By the end of August I'll probably be able to drag myself through security at DIA in my sleep, and have the A terminal memorized. At least the portion around A47.
My flight made it in on schedule and with no more than the usual turbulence. And my luggage came on time as well (and underweight! yay!) which is always the greater accomplishment. After those three days in Africa when I had nothing but a set of scrubs and a toothbrush to my name I've developed a healthy appreciation for good baggage handlers.
I am in the same hotel TPR put me in last week, though two floors up, and with an excellent view of the medical school where I teach one of my sessions. Being right next to a university teaching hospital, there are always interesting people staying, and not just the legion of army medics that were here last week. Patients range from the interesting to the incredibly sad and I have to keep reminding myself not to :
1) stare
2) ask for case history
While learning experiences may abound left and right here I have always sworn that whatever I am, I will not be tacky (I'm not always sure how well that's working out.)
My hotel is in central Miami, in a neighborhood that would be considered quite if it weren't for the roaring hospital across the street. When my supervisor dropped me off she made it quite clear that while going out alone at night was probably a poor decision in any part of Miami, this was a part that did not deal kindly to poor decisions.

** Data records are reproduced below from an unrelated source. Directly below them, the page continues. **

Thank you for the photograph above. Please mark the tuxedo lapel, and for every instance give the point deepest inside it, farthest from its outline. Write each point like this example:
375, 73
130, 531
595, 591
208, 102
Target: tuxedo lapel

Consequently, if I am out after dark it is only to float in the hotel pool and watch the Boeings knifing their way through the clouds. I don't really have much to do out of the hotel other than walk to the medical school and grocery store. About 10 minutes away is a little Winn-Dixie where I go for mangoes and guava pastries. The walk takes me along a few old apartment buildings, under broad-leafed nut trees, and over a small drainage for the Miami-Dade county sewer department. The bank is always studded with crabs; lopsided fiddlers, and one big monster who lives in a hole under the sidewalk. I've never seen all of him, but I think he's about as big as my hand. There are signs all along the drainage prohibiting fishing, but nobody has said anything about crab trapping.
The store is always crowded, and always swarming with languages that wash over me like so much water when I enter. I've taking to repeating any and every Spanish phrase I hear, and then picking at it until I find the bones that look so much like my own French. As much as I love the language, and as much fun as I had learning it, it does seem a little silly sometimes. Like someone down in Uruguay deciding to study Icelandic.
It is awfully nice to be able to come back to the same hotel when little else bears semblance to its former self. I left a house empty of almost all remains of former roommates, and soon to be empty of me, too. There is something to be said for having a room with a couch and tables and chairs, for knowing someone else is in the room next door, even if it is a complete stranger. They seem kind of funny, my two strange little half-lives coming together to make something entirely different from both of them, but somehow they work perfectly just now. And who am I to ask otherwise?